On February 22, 02011, Jeremy Keith made a prediction that he hoped would be proven wrong.
On February 22, 02022, he was proven wrong, and the internet — and, specifically, the Internet Archive — is richer for it.
Keith’s prediction, made via Long Now’s Long Bets service, was that the URL associated with the record of the prediction (http://longbets.org/601/, if you’d like to check it yourself) would no longer be available in eleven years’ time. Keith, a web developer and writer, explained his prediction by noting that “link rot” — the tendency of hyperlinks to stop leading to where they were intended to go — “is the entropy of the web.” Even a site associated with an organization like Long Now that is committed to long-term archiving and planning in the face of a possible digital dark age could fall victim to this plague given even a relatively short interval between prediction and endpoint.
The next year, following a talk given by Keith at Webstock, a New Zealand-based technology conference, the prediction found its challenger in Matthew Haughey, a programmer and developer known for founding the long-running weblog Metafilter. Haughey’s argument hinged on the idea of the web as a relatively mature medium, one where “keeping a site going with a stable URI system is within reach of anyone with moderate technological knowledge.”
For the past 11 years the two sides have watched the state of the web intently, with $500 dollars from each side remaining in Long Now’s escrow account until the resolution of the bet. Fittingly, the two predictors picked internet and computing-related non-profits as the beneficiaries of the wager: for Keith, the Bletchley Park Trust; for Haughey, the Internet Archive.

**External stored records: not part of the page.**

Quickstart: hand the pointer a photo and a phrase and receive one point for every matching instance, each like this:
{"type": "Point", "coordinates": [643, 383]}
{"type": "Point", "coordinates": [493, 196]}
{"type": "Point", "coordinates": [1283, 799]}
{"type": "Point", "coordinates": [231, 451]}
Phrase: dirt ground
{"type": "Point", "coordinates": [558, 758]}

Reflecting on the bet, both Keith and Haughey noted that, while the wager itself has clearly been decided in Haughey’s favor, the actual state of the impermanence of the web is more murky.
Keith writes:
I’m very happy to lose this bet. When I made the original prediction eleven years ago that a URL on the longbets.org site would no longer be available, I did so in a spirit of mischief—it was a deliberately meta move. But it was also informed by a genuine feeling of pessimism around the longevity of links on the web. While that pessimism was misplaced in this case, it was informed by data. The lifetime of a URL on the web remains shockingly short. What I think has changed in the intervening years is that people may have become more accustomed to the situation. People used to say “once something is online it’s there forever!”, which infuriated me because the real problem is the exact opposite: if you put something online, you have to put in real effort to keep it online. After all, we don’t really buy domain names; we just rent them. And if you publish on somebody else’s domain, you’re at their mercy: Geocities, MySpace, Facebook, Medium, Twitter.
Haughey’s own musing on the bet focuses on its limited scope: “The way the bet was written and agreed upon isn’t so much about the longevity of the web directly, instead it’s more about the longevity of the Long Bets project and website, which kind of misses the mark in my mind all these years later.”

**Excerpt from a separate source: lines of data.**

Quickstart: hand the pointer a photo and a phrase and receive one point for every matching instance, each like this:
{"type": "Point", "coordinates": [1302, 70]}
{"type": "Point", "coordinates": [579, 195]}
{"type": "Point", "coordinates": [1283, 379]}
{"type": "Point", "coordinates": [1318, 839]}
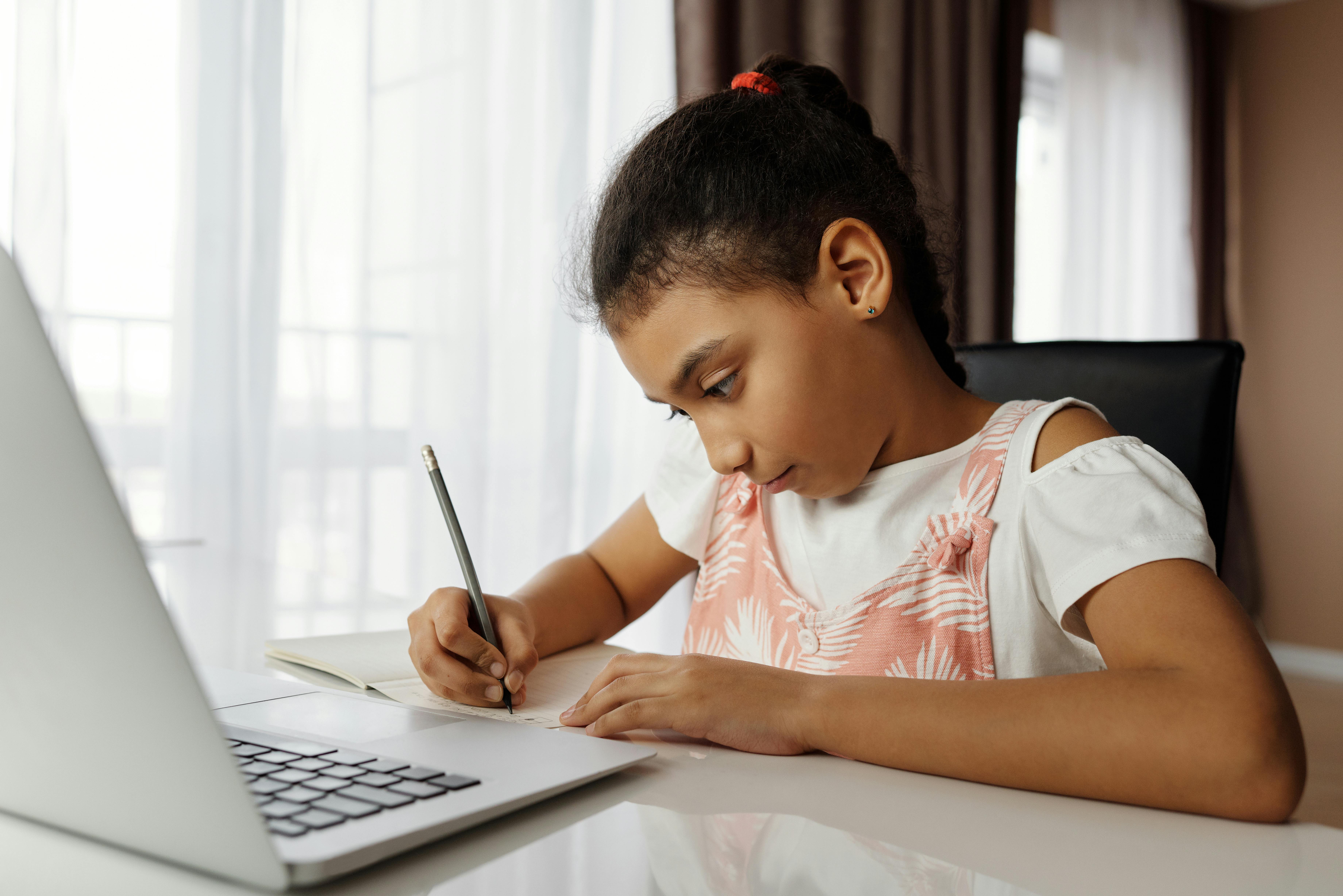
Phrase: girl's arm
{"type": "Point", "coordinates": [575, 600]}
{"type": "Point", "coordinates": [1190, 712]}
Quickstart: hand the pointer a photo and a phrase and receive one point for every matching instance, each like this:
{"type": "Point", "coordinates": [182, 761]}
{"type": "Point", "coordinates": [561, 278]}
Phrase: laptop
{"type": "Point", "coordinates": [105, 729]}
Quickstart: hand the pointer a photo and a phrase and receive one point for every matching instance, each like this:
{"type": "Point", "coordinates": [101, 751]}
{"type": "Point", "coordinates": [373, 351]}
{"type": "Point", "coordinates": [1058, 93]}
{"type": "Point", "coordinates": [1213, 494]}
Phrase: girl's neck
{"type": "Point", "coordinates": [933, 414]}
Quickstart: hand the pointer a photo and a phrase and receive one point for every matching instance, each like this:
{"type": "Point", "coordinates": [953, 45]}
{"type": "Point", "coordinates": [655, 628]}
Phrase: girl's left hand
{"type": "Point", "coordinates": [739, 704]}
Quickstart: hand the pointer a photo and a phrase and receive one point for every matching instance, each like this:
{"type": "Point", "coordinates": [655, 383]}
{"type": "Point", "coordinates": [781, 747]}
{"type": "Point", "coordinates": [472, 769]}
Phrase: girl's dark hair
{"type": "Point", "coordinates": [738, 189]}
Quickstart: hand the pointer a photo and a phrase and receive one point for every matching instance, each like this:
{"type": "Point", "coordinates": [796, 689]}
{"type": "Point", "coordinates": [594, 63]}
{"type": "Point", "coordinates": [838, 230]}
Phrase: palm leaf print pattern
{"type": "Point", "coordinates": [929, 620]}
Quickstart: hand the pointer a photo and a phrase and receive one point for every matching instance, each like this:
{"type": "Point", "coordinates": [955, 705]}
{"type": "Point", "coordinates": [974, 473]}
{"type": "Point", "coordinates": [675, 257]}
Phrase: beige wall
{"type": "Point", "coordinates": [1287, 306]}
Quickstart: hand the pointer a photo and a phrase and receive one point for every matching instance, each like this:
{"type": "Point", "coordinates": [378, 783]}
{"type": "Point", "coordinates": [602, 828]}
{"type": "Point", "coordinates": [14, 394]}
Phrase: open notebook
{"type": "Point", "coordinates": [379, 660]}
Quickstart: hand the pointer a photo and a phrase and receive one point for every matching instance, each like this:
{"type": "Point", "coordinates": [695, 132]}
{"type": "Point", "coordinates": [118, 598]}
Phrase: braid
{"type": "Point", "coordinates": [925, 288]}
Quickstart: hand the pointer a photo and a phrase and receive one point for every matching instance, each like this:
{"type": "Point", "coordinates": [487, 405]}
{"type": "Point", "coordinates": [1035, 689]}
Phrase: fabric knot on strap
{"type": "Point", "coordinates": [945, 554]}
{"type": "Point", "coordinates": [742, 498]}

The Internet Archive’s Jason Scott, a Long Now Speaker, also wrote a reflection on the conclusion of the bet, calling its resolution in the Internet Archive’s favor “at best a bittersweet victory, and at its darkest interpretation, a small oasis in a desert.”
The durability of one URL does not determine the broader state of the web. As both predictors noted, an untold number of personal web pages, social media profiles, and other pieces of the broader web go dark with every passing day, leaving behind only the residue of now-broken links. One study published in 02021 found that 25% of “deep links” — that is, links to specific pages within a broader site — found in New York Times between 01998 and 02019 were completely inaccessible. Even the accessible links frequently did not link to their original context, with one-eighth of a smaller sample of intact links leading to pages with a significant amount of “content drift” relative to their original content.
Thankfully, the Long Bets site has not yet succumbed to the forces of web entropy that have claimed so many others. The broader trends of the web do not paint quite so rosy a picture, though — and it is fitting that the resolution of the bet has resulted in a donation to the Internet Archive, an organization that has spent the last 25 years pushing back against the ephemerality of the web and the forces that would use it for ill.